When I looked out my window,
What do you think I see?
And when I looked in my window,
So many different people to be.
— Donovan, “Season of the Witch”
“I’m havin’ trouble getting’ laid,” sighs Luke (Josh Peck). His therapist sighs too, “That’s a common problem.”
Too, too true, especially in nostalgic movies, with period soundtracks, hot summer nights, and boys coming of age. The Wackness is like that, exploiting Luke’s decidedly odd — and mostly inappropriate — friendship with that therapist, Jeff Squires (Ben Kingsley). It’s not only that the doctor advises him in matters sexual and pseudo-emotional (or, as he phrases it, “the pussy quest”), in exchange for marijuana. Collecting his 1/4, Squires reminds his client/supplier that by rights, he’s got another 48 minutes. Luke stands up to leave: “I’m not feeling all this feeling shit today.”
It’s 1994. Luke’s just graduated from high school, bothered enough by his parents’ noisy arguments over money that he rationalizes his dealing as a way to maintain the household while his father so odiously fails. “Is something going on at home,” wonders Squires, seemingly idly. “My parents act like kids,” Luke assesses. “My life sucks.” Squires nods, so Luke presses ahead: “I’m mad depressed, yo. Give me some of those happy pills, we’ll call it a day.”

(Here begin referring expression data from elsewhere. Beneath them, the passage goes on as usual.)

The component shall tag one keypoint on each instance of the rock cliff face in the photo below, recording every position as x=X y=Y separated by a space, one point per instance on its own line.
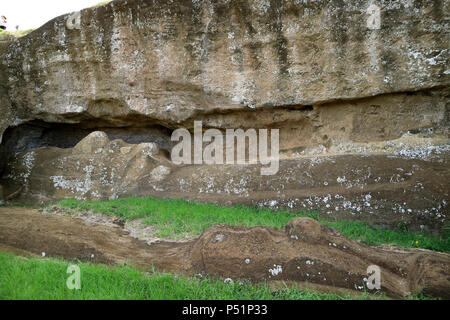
x=359 y=92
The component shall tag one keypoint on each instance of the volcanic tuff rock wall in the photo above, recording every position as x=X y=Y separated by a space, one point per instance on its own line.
x=359 y=88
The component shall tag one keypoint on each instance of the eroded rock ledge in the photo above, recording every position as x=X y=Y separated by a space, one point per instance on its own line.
x=304 y=252
x=359 y=92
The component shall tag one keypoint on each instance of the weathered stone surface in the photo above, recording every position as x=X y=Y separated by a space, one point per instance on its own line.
x=392 y=185
x=361 y=102
x=171 y=62
x=305 y=252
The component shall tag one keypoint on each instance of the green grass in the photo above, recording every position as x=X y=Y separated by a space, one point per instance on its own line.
x=175 y=219
x=10 y=35
x=45 y=279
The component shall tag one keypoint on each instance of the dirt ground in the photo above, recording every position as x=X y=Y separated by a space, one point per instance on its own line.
x=304 y=252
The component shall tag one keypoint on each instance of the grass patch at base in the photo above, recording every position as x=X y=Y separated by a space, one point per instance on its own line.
x=45 y=279
x=177 y=219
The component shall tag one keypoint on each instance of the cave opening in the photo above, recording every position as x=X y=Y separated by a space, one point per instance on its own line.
x=39 y=134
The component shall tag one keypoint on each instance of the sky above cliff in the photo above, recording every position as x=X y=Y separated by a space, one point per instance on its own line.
x=31 y=14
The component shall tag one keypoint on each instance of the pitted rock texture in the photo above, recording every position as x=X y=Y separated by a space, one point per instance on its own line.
x=174 y=61
x=359 y=91
x=410 y=186
x=305 y=252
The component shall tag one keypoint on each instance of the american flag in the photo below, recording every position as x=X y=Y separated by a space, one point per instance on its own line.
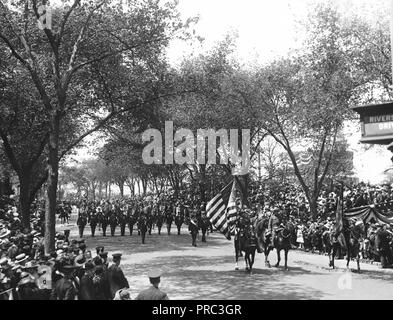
x=217 y=210
x=232 y=207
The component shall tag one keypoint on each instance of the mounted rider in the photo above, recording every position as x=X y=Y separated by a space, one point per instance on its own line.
x=273 y=225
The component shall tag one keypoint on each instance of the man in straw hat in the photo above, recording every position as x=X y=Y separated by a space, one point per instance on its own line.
x=115 y=276
x=153 y=293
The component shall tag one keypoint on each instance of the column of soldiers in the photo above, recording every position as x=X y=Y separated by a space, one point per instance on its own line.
x=145 y=214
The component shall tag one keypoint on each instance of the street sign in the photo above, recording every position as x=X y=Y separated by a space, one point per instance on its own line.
x=376 y=123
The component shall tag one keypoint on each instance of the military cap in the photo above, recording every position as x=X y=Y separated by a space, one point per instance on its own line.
x=69 y=268
x=103 y=254
x=20 y=258
x=99 y=249
x=4 y=233
x=80 y=260
x=154 y=274
x=116 y=255
x=30 y=265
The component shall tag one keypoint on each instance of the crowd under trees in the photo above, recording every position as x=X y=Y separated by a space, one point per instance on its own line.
x=102 y=67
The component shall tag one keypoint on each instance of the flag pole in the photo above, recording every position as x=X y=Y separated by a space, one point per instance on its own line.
x=391 y=33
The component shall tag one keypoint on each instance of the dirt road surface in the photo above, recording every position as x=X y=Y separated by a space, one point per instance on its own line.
x=208 y=270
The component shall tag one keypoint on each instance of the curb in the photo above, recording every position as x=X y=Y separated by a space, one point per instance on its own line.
x=375 y=263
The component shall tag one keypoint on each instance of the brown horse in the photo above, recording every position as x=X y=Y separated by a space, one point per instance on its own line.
x=246 y=241
x=353 y=237
x=281 y=241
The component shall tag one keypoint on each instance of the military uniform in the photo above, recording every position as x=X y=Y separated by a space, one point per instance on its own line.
x=152 y=293
x=65 y=289
x=122 y=221
x=93 y=223
x=113 y=223
x=81 y=222
x=193 y=228
x=116 y=279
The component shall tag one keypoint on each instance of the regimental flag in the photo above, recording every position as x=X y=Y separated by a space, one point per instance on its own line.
x=232 y=206
x=216 y=210
x=339 y=213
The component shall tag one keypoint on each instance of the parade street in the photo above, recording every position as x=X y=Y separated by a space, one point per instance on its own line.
x=208 y=270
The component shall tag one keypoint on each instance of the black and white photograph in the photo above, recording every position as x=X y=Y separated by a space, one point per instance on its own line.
x=191 y=150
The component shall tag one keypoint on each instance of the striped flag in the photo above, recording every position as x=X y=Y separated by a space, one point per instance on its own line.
x=216 y=210
x=339 y=212
x=232 y=208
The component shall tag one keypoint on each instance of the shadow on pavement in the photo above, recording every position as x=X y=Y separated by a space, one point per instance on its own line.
x=199 y=280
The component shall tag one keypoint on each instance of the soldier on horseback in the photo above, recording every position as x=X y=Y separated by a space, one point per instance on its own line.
x=273 y=225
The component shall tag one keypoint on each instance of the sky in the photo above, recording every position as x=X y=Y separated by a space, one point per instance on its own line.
x=268 y=29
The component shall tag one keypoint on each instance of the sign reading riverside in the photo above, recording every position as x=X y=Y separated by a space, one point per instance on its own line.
x=377 y=123
x=190 y=150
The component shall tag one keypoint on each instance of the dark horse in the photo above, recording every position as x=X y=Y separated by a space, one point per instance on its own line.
x=132 y=218
x=179 y=219
x=333 y=244
x=159 y=221
x=168 y=219
x=353 y=236
x=281 y=241
x=204 y=225
x=246 y=241
x=142 y=226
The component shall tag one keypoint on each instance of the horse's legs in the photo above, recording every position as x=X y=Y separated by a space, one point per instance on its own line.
x=267 y=263
x=286 y=258
x=237 y=257
x=247 y=259
x=252 y=259
x=278 y=257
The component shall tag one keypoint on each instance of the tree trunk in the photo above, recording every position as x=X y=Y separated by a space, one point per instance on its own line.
x=24 y=198
x=100 y=191
x=314 y=208
x=53 y=176
x=121 y=188
x=243 y=182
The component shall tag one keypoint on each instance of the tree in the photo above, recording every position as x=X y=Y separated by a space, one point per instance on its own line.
x=307 y=97
x=71 y=65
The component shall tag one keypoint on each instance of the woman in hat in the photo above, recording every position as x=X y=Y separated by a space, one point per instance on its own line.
x=27 y=288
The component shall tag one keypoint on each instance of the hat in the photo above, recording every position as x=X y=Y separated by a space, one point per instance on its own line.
x=68 y=268
x=20 y=258
x=153 y=274
x=80 y=260
x=103 y=254
x=26 y=279
x=116 y=255
x=99 y=249
x=30 y=265
x=4 y=233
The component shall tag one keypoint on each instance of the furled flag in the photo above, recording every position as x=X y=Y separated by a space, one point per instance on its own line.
x=339 y=214
x=216 y=210
x=232 y=206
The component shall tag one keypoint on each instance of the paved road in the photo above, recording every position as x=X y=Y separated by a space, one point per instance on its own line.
x=207 y=271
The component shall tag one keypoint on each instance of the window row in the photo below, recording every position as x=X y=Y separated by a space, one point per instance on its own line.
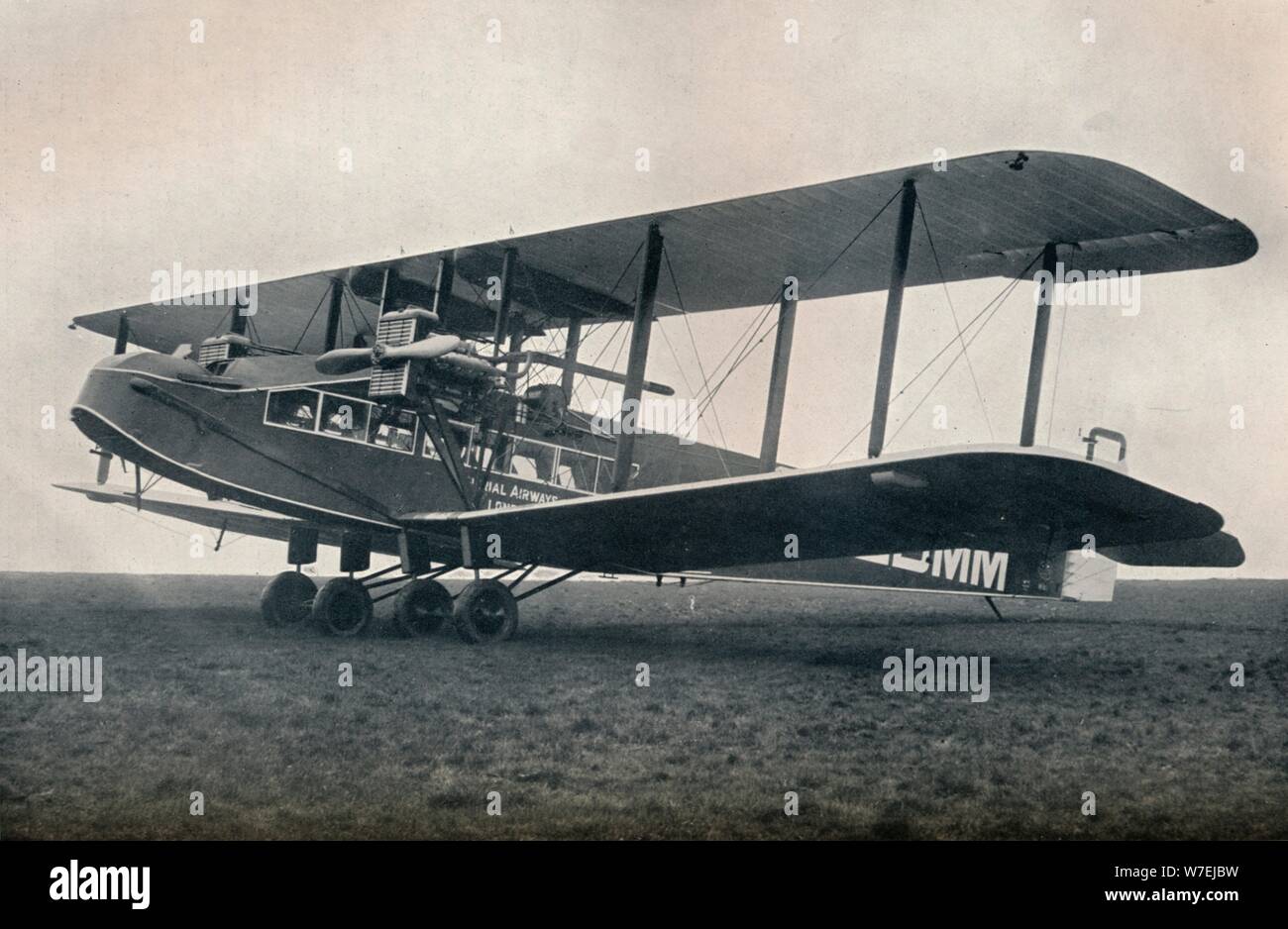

Er, Luke loves his hip-hop, yo, and his movie’s soundtrack is filled with tracks to make sure you know that: Craig Mack, Biggie, Raekwon, and Nas (“The World is Yours,” duly telegraphing An Important Theme), typically over Dealing Montages. In these, you see that Luke buys from Jamaican-dealer stereotype Percy (Method Man, who appears under his own duet with Biggie, “The What”), that he’s devised a system efficient, emblematic, and vaguely comic, carting huge plastic bags of dope in an ice cream cart, leaving it on the sidewalk outside each building he enters to make delivery. Apparently always on call, he’s amiable and low-key, even kind of charming for lonely customers in search of paid-for, minimalist human contact, like the gauzy-skirted, desperately shy Elanor (Jane Adams).
Still, Luke wants more and, despite what he tells Squires, sex isn’t all he has in mind. Intent on immersing himself in the romance his parents can’t fathom, he defies the high school social hierarchy (that is, he conforms exactly to high school movie expectations) by falling for the popular girl, Stephanie (Olivia Thirlby). Lovely, bored, and intrigued, at least, by his most excellent weed. Understanding himself as the “most popular of the unpopular,” Luke is suitably enchanted by her brief attention; in turn, she may be charmed by his abject devotion, his desperate efforts to impress her, but she’s exceedingly poorly drawn, an imprecise symbol more than a young woman with her own desires and confusions. By the time she voices the film’s title (concerning Luke’s “shitty attitude,” she laments, “I look at the dopeness, but you just look at the wackness”), she’s got nowhere to go but down.
The fact that Stephanie is also Squires’ stepdaughter is not incidental, of course. This damning plot point works in two directions, as Squires is currently furious at his chilly wife Kristin (Famke Janssen) and sees her daughter as a next-generation abuser of decent men’s hearts. That neither the movie nor the doctor imagines he’s part of his marriage problem (his smoking is a symptom of his sadness and loss, not his carelessness, narcissism or cruelty) grants him a pathetic sort of poignancy, while Kristin can’t win for losing, appearing repeatedly in shadows, her face stern and repeatedly cast in profile, looking away from her husband.
As part of the class that does not have to concern itself with Mayor Giuliani’s infamous crackdowns on street crime, the obviously named Squires seeks solace he can afford. Among his options is a raucous and mostly unseemly faux-youthfulness: he starts hanging out with Luke and his buddies, drinking and carousing and — eww — having phone-booth sex with a slutty, overly-mascaraed rich girl named Union (Mary-Kate Olsen, of all people). “We need to fix ourselves first,” Squires advises Luke, even as his own bad choices seem signs of his utter inability to fix himself.
As the two bereft males pursue their circuitous bonding, the film offers occasional pleasures, most premised on Peck’s curious looks askance and restrained performance (up against a script full of overstatement). In contrast to Squires’ tiresome woe-is-me shenanigans (“Fuck her, fuck ’em all,” he says of Stephanie and, no surprise, all women), Luke looks almost plausible, an adolescent done in by miscalculations and neediness. Most oddly, Stephanie ends up being sort of right about what he sees: As much as Luke listens to hip-hop, he’s finally so turned inward that he can’t see what makes the music so galvanizing, its rage and resistance against oppressive structures. Blinded by his formula, Luke can only blame those devious females.